Could your business be more productive?
I am a massive fan of efficiency in both my work and personal life.
Who wouldn’t be?
As it turns out, quite a lot of people and businesses. Whilst most people say that efficiency is important to them, for many their actions tend not to follow. Most are stuck doing the same things, in the same way that they always have.
Businesses find it easy to stay the same. How many times have you heard these phrases?
“That’s just how it’s done”
“We always do it this way”
“It’s worked in the past, so why change it?”
Harsh? Well let’s have a look. Take the example of how housebuilders and developers create their development appraisals. Many use Excel, the most popular spreadsheet software in the world, for their development appraisals. Why? Because they started with it. When someone starts a new business, they establish a way of doing most of the business functions over the first few months of operating but then they rarely revisit these processes over time, even if the company has undergone significant growth or adjustment. What was a reasonable process in start-up, may not be suitable for a busy, thriving business a year or two later.
Excel is an incredibly comprehensive tool, but its complex features require training and only a select few qualified professionals truly understand how to fully maximise these tools. I would suggest that a very small proportion of housebuilders and developers have had any formal training on its use. Partly due to the cost, the time commitment and because users feel they have a good enough grasp of what it does for what they need.
The flexibility and huge functionality of Excel can also be its downfall in some applications. There are a huge range of appraisals out there, all different and potentially creating inconsistencies that result in mistakes, time lost, and general inefficiency. Research once suggested that 88% of spreadsheets contained at least one error.
Let’s go back to that home-made spreadsheet the fledgling developer started with. As the business grew the developer and the various third parties they worked with, all operating under different assumptions and models, contributed to the evolution of the appraisal. The format is adapted several times to cater for different projects, new lines and columns are added, formulas changed. Every time someone alters the spreadsheet there’s an opportunity for an error or inconsistency to creep in. Skip forward 5 years and what started out a simple spreadsheet has become a Frankenstein’s Monster being used on far more complex projects, projects it was never intended to cope with.

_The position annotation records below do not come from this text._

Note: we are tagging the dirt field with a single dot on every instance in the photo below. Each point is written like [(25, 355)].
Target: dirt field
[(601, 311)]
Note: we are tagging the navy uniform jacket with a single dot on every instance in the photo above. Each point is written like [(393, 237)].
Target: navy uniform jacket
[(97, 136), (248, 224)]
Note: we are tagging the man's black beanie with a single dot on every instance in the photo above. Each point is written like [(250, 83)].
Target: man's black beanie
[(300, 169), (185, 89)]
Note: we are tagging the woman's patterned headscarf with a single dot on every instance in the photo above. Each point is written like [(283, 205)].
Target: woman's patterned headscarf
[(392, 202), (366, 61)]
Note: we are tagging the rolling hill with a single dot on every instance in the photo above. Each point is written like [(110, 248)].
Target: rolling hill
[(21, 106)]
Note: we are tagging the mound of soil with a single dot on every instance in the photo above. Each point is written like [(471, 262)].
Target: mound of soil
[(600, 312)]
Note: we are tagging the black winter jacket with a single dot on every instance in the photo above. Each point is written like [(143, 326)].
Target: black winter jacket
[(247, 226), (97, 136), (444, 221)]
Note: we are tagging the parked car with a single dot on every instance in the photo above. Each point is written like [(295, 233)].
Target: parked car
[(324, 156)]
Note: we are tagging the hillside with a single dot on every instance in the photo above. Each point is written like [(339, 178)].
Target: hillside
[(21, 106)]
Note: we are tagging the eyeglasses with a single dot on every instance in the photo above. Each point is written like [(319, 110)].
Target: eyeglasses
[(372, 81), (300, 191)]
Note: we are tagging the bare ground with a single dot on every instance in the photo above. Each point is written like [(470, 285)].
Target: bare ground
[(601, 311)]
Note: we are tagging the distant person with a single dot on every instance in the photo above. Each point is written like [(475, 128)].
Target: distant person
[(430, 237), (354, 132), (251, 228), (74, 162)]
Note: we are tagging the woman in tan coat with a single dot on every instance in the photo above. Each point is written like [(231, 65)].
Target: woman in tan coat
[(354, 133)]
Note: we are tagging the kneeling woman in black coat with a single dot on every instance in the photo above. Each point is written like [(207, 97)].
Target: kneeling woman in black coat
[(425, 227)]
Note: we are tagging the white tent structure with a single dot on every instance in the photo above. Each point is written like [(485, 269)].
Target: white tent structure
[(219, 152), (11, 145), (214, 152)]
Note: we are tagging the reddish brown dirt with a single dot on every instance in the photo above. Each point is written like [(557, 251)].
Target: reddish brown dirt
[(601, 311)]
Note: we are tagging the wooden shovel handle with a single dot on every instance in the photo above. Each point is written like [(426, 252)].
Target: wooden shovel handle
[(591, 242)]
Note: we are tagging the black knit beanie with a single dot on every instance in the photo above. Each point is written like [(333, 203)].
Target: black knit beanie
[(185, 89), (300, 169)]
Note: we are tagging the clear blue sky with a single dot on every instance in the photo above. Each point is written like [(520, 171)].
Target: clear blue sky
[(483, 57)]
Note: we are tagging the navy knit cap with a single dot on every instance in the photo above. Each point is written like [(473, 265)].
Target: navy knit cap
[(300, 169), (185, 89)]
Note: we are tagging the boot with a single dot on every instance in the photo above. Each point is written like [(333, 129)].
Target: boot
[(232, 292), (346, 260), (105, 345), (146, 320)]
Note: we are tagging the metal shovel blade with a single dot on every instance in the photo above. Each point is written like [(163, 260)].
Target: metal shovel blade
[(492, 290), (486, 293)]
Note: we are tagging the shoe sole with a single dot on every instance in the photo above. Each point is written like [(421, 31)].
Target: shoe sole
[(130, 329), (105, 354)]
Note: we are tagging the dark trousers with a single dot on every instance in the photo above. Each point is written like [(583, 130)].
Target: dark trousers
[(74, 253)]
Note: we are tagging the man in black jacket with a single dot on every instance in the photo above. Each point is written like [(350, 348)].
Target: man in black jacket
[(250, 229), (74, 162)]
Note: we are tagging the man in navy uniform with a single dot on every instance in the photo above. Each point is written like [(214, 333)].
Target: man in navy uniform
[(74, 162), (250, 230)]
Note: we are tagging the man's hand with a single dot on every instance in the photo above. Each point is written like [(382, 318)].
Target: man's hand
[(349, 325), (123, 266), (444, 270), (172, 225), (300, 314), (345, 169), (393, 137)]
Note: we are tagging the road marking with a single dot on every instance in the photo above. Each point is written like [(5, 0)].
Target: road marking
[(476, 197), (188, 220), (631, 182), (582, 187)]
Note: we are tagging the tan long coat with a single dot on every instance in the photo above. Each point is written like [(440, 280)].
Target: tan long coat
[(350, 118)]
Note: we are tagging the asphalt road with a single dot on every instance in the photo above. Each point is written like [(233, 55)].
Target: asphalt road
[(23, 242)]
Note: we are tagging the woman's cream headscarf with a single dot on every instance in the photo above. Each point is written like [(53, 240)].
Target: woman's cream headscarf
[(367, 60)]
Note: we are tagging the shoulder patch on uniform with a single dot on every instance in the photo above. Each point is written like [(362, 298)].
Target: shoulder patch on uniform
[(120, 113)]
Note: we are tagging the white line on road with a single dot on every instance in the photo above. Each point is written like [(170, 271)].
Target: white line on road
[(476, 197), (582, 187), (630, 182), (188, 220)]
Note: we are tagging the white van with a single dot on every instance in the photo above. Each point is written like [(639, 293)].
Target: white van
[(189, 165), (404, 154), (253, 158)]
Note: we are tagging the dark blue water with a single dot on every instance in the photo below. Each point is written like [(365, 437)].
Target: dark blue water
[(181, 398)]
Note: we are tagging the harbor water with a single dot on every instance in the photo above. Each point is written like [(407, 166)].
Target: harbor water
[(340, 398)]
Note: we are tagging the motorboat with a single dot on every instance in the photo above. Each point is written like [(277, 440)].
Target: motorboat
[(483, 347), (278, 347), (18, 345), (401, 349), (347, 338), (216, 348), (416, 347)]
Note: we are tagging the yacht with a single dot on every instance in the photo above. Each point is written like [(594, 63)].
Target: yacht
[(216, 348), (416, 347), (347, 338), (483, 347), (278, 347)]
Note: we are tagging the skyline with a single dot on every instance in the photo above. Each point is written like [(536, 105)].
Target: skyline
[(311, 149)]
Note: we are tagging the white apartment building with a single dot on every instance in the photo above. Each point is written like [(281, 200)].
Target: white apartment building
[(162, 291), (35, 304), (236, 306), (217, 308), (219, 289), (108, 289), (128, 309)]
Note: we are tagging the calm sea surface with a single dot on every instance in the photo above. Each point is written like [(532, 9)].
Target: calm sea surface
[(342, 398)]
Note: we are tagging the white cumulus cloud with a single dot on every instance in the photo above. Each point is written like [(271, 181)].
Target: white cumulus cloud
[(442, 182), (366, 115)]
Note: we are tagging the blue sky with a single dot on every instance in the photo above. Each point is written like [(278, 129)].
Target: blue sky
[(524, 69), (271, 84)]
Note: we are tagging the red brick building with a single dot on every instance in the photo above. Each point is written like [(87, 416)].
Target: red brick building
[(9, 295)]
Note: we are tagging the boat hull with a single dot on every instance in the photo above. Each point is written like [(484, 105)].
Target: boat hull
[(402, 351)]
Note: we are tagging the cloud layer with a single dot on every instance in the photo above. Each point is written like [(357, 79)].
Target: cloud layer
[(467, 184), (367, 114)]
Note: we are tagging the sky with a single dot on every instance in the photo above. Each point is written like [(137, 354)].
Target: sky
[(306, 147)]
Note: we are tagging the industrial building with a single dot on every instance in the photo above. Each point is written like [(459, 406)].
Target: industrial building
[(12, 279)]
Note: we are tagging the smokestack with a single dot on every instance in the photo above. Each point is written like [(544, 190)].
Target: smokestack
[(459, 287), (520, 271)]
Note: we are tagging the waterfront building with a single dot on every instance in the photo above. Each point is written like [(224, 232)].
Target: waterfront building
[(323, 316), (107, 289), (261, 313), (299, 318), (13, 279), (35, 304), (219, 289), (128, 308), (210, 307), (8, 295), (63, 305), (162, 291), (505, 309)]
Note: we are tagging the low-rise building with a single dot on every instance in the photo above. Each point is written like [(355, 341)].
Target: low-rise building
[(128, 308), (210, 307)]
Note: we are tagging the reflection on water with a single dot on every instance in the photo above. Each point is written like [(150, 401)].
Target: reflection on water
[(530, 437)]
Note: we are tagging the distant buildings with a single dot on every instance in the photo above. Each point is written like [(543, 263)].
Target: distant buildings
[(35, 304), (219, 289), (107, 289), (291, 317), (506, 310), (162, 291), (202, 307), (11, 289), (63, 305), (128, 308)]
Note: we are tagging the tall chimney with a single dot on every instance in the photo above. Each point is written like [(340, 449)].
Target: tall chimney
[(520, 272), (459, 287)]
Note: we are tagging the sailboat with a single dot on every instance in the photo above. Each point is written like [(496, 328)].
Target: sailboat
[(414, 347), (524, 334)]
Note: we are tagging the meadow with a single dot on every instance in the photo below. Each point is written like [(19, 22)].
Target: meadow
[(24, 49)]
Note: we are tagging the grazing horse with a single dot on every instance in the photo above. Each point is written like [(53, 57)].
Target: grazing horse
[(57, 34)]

Granted there are lots of SME housebuilders and developers out there who have created their own solutions to development appraisals, and they work very well for them. That’s great! However, I’ve also seen lots of horror shows.
A few years ago when working for a development finance lender I noticed that development appraisals would often arrive poorly formatted, inconsistent and riddled with errors. Each one was different. I saw an opportunity and launched a software company.
3 years later we have hundreds of property companies using Aprao to appraise thousands of developments each month. Our customers tell us that they are spending around 80% less time appraising projects compared to their old methods. SME housebuilders, who previously spent 20-25 hours each month working on appraisals are now creating just as many in 4-5 hours instead. Nearly a week’s work condensed to half a day. We frequently hear that they can now move faster on sites, have a better success rate of securing funding and be more confident in the accuracy of their financial models.
Aprao is just one of many smart tools SME housebuilders and developers can use to help increase efficiency in their business and free up time. If you’re spending hours and hours doing something one way because that’s just how you’ve always done it, perhaps it’s time to have a really close look at why you’re still doing things that way. Your business may have changed significantly but if your processes are stuck in the past you may only have yourself to blame for there not being enough hours in the day.